Single by Neil Diamond

from the album The Jazz Singer soundtrack
- B-side: "Acapulco"
- Released: October 1980
- Recorded: 1980
- Genre: Pop, soft rock
- Length: 3:40
- Label: Capitol
- Songwriters: Neil Diamond; Gilbert Bécaud;
- Producer: Bob Gaudio

Neil Diamond singles chronology
| "Dancing in the Street" (1980) | "Love on the Rocks" (1980) | "Hello Again" (1981) |

= Love on the Rocks (song) =

"Love on the Rocks" is a song written by Neil Diamond and Gilbert Bécaud that appeared in the 1980 film The Jazz Singer and was performed by Diamond on the soundtrack album to the film. It was also released as a single and reached No. 2 on the Billboard Hot 100 for three weeks in January 1981. The song also made it to No. 3 on the Billboard Adult Contemporary chart. Billboard rated it as the 26th pop single overall for 1981. It was a moderate hit in the UK, reaching No. 17.

Professional ratings
Review scores
| Source | Rating |
| Billboard | (unrated) |

==Background and recording==
"Love on the Rocks" was one of five collaborations between Diamond and Bécaud for The Jazz Singer. It began as "a bit of a lark", a "reggae-tinged" number called "Scotch on the Rocks" for Bécaud's drink of choice. (A demo recording of this version was released on Diamond's career retrospective In My Lifetime in 1997.) The writers saw its potential and it was rewritten as a more serious ballad.

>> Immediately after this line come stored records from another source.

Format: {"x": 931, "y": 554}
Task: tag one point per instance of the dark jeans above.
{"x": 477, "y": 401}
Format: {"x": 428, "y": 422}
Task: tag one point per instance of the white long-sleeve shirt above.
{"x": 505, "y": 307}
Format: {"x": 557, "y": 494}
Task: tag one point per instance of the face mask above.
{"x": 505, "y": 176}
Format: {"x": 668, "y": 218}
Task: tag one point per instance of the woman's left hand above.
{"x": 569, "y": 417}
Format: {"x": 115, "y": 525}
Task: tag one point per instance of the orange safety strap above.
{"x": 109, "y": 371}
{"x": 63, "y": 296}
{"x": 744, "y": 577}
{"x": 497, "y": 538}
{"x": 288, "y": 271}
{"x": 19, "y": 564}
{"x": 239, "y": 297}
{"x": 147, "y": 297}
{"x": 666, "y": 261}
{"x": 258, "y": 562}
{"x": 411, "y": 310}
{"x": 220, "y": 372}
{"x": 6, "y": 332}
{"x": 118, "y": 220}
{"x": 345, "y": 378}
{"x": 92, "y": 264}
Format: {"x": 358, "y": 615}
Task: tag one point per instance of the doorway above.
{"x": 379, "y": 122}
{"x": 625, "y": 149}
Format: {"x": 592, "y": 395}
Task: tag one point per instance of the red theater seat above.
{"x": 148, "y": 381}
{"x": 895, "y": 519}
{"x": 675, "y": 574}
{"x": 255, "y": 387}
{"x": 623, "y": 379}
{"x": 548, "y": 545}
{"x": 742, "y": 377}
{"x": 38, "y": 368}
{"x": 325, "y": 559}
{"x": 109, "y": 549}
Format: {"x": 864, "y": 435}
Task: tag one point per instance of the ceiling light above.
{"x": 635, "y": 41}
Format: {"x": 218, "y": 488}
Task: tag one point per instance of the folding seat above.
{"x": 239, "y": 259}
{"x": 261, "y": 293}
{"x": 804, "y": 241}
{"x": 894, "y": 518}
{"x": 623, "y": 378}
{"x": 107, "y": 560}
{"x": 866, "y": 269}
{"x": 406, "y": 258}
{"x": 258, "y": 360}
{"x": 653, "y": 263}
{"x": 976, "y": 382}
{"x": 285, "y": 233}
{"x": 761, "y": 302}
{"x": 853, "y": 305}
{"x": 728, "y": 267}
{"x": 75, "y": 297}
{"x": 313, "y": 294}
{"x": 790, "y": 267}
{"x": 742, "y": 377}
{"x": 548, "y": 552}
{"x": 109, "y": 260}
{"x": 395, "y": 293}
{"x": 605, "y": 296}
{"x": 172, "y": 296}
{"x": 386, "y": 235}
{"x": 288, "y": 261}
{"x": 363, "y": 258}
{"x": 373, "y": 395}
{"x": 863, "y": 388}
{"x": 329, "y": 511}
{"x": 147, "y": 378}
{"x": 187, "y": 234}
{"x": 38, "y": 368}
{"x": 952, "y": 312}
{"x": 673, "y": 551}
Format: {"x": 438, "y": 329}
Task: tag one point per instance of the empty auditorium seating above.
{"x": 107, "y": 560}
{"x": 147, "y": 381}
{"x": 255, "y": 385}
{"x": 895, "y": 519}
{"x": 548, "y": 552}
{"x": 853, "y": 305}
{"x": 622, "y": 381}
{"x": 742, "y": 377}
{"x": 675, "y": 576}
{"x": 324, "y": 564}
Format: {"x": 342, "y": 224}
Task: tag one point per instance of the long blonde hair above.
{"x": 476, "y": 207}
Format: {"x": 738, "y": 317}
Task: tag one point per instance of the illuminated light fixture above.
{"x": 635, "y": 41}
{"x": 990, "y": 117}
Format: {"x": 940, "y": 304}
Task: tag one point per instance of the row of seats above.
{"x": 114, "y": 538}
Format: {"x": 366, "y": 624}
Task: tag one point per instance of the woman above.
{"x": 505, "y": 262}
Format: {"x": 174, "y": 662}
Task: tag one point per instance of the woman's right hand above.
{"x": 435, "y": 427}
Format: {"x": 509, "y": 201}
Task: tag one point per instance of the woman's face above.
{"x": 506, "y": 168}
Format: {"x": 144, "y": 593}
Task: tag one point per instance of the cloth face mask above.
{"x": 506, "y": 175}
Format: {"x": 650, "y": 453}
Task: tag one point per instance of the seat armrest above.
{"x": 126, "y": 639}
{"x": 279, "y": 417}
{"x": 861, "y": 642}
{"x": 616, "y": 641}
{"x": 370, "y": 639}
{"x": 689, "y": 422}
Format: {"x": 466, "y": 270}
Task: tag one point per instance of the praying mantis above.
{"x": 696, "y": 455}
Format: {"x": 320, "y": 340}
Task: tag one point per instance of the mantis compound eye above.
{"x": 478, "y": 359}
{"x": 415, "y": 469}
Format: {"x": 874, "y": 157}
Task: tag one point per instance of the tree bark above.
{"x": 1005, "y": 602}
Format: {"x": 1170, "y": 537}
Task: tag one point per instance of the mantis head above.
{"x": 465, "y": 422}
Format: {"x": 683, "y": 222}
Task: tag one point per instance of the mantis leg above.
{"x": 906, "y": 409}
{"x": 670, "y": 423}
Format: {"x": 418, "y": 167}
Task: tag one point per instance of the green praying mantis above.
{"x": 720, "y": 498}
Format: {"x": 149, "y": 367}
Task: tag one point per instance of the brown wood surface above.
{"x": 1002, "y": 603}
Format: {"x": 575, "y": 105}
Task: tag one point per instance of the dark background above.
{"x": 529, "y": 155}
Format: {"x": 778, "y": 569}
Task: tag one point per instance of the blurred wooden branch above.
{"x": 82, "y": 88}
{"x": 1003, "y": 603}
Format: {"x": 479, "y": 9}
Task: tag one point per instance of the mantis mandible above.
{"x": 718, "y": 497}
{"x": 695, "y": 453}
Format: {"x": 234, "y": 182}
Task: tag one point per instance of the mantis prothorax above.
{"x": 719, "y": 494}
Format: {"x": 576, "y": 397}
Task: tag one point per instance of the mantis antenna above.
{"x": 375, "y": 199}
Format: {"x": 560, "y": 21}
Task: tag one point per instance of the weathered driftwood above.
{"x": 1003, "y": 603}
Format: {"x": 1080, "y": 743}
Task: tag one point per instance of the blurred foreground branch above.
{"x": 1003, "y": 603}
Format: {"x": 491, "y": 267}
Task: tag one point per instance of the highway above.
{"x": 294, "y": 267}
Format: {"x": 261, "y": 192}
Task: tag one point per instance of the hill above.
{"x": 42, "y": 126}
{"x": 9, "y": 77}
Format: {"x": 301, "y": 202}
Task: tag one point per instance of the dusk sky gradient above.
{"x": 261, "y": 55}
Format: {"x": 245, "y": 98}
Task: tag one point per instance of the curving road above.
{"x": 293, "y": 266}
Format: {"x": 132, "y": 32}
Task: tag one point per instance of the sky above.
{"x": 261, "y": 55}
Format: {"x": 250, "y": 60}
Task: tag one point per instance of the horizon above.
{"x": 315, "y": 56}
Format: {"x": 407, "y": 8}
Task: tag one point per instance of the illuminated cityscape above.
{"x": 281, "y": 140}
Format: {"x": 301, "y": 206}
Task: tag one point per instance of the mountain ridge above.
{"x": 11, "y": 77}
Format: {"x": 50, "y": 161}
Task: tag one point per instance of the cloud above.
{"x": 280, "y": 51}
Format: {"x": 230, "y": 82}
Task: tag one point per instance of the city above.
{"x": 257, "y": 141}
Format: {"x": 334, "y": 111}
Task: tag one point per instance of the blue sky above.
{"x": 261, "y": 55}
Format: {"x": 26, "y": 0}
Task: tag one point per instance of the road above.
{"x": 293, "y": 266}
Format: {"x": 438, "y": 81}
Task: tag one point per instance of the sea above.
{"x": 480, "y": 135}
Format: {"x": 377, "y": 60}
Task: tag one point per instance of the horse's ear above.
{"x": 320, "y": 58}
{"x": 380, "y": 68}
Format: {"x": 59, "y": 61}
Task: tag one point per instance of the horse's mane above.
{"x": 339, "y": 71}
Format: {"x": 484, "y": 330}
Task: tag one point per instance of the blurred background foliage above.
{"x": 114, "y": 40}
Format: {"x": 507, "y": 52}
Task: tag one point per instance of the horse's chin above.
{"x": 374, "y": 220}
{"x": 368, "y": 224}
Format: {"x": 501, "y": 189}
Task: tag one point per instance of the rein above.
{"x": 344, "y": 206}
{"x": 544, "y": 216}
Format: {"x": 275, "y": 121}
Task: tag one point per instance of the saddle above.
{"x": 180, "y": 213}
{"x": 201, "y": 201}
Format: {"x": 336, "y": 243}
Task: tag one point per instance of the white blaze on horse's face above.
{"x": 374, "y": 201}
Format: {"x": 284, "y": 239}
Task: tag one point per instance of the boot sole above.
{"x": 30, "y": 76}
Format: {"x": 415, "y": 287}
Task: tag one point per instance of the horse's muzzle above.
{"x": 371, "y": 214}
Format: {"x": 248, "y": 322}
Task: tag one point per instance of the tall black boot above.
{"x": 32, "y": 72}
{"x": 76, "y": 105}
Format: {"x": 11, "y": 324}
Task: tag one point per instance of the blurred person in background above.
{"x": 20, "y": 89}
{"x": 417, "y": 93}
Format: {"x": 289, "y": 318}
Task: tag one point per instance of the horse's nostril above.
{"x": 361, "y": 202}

In The Jazz Singer, English actor and singer Paul Nicholas, playing a loutish Billy Idol-like singer, performs a punk/new wave version of the song to the chagrin of Diamond's character, Jess Rubin.

==Reception==
Billboard critic Vicki Pipkin called "Love on the Rocks" a "powerful ballad in true Diamond style." Billboard also called the song "one of Diamond's more powerful readings" and "a beautiful ballad featuring Diamond's patented smoky vocals." Record World said it has "enough drama and tension in each line to fill an entire album." Neil Diamond biographer Laura Jackson describes the lyrics as taking "a sometimes cynical look at a man who is trapped in a relationship and is disillusioned with life." AllMusic critic Johnny Loftus called it a "lite FM favorite" and "classic, raw-throated Neil." Author T. Mike Childs rated it as a "terrific" ballad. Pittsburgh Press music editor Carl Apone claimed that Diamond was at his best in The Jazz Singer in the songs "Hello Again" and "Love on the Rocks."

==Personnel==
- Neil Diamond – guitar, lead vocals
- Richard Bennett – acoustic and electric guitar
- Reinie Press – bass
- Dennis St. John – drums
- King Errisson – percussion
- Alan Lindgren – synthesizer, piano, orchestra arrangements and conductor
- Tom Hensley – keyboards

==Charts==

===Weekly charts===

| Chart (1980–1981) | Peak position |
|---|---|
| Australia KMR | 29 |
| Belgium (Ultratop 50 Flanders) | 12 |
| Canada RPM Top Singles | 11 |
| Germany (GfK) | 70 |
| Ireland (IRMA) | 10 |
| Netherlands (Single Top 100) | 26 |
| New Zealand (Recorded Music NZ) | 32 |
| South Africa (Springbok) | 1 |
| Switzerland (Schweizer Hitparade) | 9 |
| UK Singles (Official Charts) | 17 |
| US Billboard Hot 100 | 2 |
| US Adult Contemporary (Billboard) | 3 |
| US Cash Box Top 100 | 4 |

===Year-end charts===

| Chart (1980) | Rank |
|---|---|
| US Cash Box | 74 |

| Chart (1981) | Rank |
|---|---|
| South Africa | 7 |
| US Billboard Hot 100 | 26 |

==Certifications==

| Region | Certification | Certified units/sales |
| United Kingdom (BPI) | Silver | 200,000^{‡} |
^{‡} Sales+streaming figures based on certification alone.

==Later interpretations==
Soon after the release of the Diamond recording, "Love on the Rocks" was covered by Millie Jackson on her 1981 album Just a Lil' Bit Country, and Gladys Knight performed the number on the Tom Jones show, a rendition released on the album Great Solo Performances by Guest Artists from the Tom Jones Show, Vol. 1 in 1997. Co-writer Bécaud recorded the song in French as "L'Amour est mort" on his 1981 eponymous album. Markku Aro covered the song in Finnish as "Sateinen katu" on his 1981 album Mun suothan tulla vierees sun. The Darkness paid tribute to Diamond's "Love on the Rocks" with their own 2003 song "Love on the Rocks with No Ice".